After the Sidekick debacle cast a shadow over the safety and security of cloud computing, it fell to its evangelist-in-chief, Mark Benioff, this week to allay any doubts IT leaders may be having about the new computing paradigm.
At a conference in London's Stock Exchange on Wednesday, Salesforce.com supremo Benioff assured that customer downtime would never exceed five minutes, and that his firm has spent $250,000 dollars recently to further secure its infrastructure and "deliver trust to the customer".
"We have multiple global datacentres and when one is being upgraded, we keep the other one in read-only mode to keep data secure. This is an exciting change and extremely important in reducing downtime for customers," he told attendees.
Additionally Benioff disclosed all Salesforce infrastructure is run on 1,500 Dell PCs. "So it is very efficient and it makes you think about what a scam enterprise on-premise software and systems are," he said.
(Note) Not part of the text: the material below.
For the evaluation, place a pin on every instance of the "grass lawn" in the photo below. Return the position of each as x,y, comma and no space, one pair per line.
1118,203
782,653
Benioff made his remarks following a couple of bad weeks for cloud computing services, after Microsoft was thought to have lost customer data when the company's servers crashed and did not have other back-up servers in place in a separate environment.
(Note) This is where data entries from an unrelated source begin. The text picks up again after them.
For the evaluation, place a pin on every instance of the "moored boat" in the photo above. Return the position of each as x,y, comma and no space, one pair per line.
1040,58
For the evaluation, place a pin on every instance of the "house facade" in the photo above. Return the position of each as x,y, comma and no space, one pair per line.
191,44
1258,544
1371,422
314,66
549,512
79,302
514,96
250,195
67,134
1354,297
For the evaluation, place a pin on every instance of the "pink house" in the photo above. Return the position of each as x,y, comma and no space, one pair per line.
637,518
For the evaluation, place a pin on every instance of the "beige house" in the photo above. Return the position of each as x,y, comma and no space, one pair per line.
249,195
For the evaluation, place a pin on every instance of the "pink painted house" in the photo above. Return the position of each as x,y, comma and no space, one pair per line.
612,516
The data belonged to Sidekick US mobile users, and although it now turns out this data will be restored to customers, the disaster was said by commentators at the time to be the biggest data loss in the history of cloud computing.
Before Sidekick, web users had begun to trust large tech firms offering cloud services because they believed their data was being backed up safely. It may take a little more than fighting talk from Benioff to get that trust back.